The answer is yes. The basic idea is to determine whether there is a matrix $A$ with $A_{i, j} = 0$ and one with $A_{i, j} = 1$. If both answers are yes, then $A_{i, j}$ cannot be determined. otherwise you will know what it is.
- Consider such a problem: Given $r$ (row sum) and $c$ (column sum), how to determine whether there is a solution or not?

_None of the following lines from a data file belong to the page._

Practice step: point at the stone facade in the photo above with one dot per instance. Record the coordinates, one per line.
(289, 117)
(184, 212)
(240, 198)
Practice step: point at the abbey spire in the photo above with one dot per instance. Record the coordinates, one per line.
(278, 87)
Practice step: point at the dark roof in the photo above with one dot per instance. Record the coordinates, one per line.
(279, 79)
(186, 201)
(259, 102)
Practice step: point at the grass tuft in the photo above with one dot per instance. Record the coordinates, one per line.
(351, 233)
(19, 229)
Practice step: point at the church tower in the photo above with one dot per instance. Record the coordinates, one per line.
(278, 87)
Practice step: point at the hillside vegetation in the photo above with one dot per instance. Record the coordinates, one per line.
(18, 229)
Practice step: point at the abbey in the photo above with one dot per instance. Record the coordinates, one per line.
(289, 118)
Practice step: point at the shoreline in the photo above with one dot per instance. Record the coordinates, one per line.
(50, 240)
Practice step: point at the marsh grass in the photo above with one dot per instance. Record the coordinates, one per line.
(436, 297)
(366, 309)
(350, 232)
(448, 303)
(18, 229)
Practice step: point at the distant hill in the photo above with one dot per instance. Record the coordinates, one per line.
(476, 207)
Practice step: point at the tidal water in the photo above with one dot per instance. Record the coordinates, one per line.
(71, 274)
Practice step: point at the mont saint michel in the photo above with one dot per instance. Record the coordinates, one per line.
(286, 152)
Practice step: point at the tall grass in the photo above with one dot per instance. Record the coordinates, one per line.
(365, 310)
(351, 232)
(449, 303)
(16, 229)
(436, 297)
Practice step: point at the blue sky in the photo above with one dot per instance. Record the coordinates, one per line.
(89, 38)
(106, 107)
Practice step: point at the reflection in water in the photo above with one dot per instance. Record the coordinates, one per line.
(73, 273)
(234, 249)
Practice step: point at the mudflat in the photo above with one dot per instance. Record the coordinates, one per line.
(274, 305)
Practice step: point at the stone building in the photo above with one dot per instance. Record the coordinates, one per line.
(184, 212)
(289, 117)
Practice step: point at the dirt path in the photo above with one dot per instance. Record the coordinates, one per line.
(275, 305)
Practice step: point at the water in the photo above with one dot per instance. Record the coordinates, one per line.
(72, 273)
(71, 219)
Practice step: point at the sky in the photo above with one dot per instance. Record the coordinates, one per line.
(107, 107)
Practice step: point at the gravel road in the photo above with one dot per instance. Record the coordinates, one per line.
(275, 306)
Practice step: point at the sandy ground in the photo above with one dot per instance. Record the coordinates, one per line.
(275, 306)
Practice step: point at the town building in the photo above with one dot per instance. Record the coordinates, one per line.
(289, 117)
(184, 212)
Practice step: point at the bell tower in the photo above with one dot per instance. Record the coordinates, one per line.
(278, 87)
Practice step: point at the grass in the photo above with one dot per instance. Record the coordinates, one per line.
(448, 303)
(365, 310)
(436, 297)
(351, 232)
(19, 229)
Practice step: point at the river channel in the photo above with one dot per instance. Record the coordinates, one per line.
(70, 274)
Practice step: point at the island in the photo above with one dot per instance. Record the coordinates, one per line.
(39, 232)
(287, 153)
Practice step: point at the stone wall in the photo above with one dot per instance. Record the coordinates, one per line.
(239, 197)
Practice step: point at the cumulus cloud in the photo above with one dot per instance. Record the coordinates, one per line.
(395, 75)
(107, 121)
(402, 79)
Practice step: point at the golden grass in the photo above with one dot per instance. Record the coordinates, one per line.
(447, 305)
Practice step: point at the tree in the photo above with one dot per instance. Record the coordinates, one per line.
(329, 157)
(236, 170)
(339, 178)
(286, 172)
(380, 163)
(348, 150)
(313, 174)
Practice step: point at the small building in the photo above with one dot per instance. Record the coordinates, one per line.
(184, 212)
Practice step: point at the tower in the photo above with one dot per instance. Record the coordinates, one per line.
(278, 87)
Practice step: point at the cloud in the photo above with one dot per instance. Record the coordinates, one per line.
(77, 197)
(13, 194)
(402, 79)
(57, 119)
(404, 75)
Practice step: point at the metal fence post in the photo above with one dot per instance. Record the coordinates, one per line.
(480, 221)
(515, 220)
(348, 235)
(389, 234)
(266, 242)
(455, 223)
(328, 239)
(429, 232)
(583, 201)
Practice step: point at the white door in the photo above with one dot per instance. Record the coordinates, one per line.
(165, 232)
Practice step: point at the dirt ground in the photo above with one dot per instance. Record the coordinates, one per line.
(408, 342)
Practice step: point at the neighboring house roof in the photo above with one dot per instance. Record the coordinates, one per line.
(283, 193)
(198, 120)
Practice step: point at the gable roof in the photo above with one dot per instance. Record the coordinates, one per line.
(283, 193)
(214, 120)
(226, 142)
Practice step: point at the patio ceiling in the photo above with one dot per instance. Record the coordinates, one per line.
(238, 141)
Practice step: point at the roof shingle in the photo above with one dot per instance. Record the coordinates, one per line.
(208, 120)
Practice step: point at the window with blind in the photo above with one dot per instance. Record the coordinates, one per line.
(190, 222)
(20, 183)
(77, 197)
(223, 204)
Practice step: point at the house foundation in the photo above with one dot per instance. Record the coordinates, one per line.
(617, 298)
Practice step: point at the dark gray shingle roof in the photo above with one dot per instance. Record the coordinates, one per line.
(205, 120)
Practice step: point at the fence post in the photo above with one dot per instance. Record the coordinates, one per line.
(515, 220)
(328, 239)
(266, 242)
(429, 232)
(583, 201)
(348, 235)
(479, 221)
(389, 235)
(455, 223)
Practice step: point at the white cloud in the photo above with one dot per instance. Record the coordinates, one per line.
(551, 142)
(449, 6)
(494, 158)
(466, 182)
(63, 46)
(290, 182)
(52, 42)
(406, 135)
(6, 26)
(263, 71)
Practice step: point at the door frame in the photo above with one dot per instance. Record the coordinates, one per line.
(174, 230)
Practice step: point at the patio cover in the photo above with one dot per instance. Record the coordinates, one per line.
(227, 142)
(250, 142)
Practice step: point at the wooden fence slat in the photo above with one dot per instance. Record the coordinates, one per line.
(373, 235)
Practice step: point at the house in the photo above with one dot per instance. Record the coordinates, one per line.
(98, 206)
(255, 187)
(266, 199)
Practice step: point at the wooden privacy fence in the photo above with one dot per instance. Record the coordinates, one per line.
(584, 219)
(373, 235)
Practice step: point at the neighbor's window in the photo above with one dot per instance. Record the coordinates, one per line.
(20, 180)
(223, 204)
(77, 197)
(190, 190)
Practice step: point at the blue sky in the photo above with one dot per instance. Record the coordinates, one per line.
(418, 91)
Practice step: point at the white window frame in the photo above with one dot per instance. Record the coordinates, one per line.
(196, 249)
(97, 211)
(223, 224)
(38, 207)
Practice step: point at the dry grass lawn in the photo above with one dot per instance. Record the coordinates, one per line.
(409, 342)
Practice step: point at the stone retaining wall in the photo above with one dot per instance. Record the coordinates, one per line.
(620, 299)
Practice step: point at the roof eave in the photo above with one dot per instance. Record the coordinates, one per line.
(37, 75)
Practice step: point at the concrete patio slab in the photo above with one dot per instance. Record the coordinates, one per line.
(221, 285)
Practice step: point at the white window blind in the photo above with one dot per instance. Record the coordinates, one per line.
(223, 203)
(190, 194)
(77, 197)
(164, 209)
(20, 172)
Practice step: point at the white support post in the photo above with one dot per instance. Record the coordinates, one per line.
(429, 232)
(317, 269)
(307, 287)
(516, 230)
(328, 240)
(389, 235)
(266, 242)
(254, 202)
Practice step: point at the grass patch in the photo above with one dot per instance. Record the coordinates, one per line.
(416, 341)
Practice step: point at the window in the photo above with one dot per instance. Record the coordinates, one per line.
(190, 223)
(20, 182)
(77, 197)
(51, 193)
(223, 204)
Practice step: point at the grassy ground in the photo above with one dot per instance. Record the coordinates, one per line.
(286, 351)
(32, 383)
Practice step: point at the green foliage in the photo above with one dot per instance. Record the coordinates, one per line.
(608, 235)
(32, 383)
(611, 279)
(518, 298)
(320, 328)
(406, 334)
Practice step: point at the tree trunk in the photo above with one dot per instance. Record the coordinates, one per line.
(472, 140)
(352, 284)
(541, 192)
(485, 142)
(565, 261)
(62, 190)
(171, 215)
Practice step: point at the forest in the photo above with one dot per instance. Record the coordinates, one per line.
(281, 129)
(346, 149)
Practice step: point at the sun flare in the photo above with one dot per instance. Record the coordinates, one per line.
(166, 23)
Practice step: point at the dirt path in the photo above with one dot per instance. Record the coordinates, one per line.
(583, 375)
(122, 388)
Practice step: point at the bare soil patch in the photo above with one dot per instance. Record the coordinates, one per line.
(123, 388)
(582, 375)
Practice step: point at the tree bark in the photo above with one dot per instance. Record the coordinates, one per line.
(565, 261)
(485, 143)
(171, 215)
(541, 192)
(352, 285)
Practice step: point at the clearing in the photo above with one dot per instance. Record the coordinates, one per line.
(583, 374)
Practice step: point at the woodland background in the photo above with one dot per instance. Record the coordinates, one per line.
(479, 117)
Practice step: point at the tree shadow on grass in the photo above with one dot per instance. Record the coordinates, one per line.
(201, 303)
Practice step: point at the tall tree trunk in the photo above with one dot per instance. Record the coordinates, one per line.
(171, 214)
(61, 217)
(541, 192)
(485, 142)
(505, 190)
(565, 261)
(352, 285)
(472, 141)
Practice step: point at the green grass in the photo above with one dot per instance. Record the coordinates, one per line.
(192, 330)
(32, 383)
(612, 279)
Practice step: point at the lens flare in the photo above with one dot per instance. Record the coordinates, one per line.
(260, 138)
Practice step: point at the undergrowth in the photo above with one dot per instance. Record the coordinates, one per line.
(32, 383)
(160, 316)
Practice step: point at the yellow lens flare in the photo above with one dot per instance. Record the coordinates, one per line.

This problem can be solved by network flow algorithm. Imagine a bipartite graph $G$ whose two disjoint vertex sets are $S$ and $T$. Each vertex in $S$ corresponds to a row in $A$ (so $|S| = n$), and each vertex in $T$ corresponds to a column in $A$ (so $|T| = m$). The network $N$ can be constructed as follows:
- Add edge between source and each $s_i$ in $S$ with capacity $r_i$.
- Add edge $E_{i, j}$ between each node $s_i$ in $S$ and $t_j$ in $T$ with capacity $1$.
- Add edge between each $t_j$ in $T$ and sink with capacity $c_j$.
Find the maxflow in $N$. All edges form source are full iff there is a binary matrix A whose row sum is $r$ and column sum is $c$. And flow in $E_{i, j}$ equals to the value of $A_{i, j}$. It can be found in poly time.
- Consider how to find the answer when some $A_{i, j}$ is determined.
We can also construct a network $N$ as above and change the upper and lower bound of corresponding $E_{i, j}$. If you want to find whether there is solution with $A_{i, j} = v$, you can change the upper and lower bound to $v$. You should run this algorithm $2nm$ times to find whether each $A_{i, j}$ can be $0$ or $1$.
PS: The first problem can also be solved by a theorem called "Gale-Ryser Theorem". But I've no idea how to modify it to solve the second one.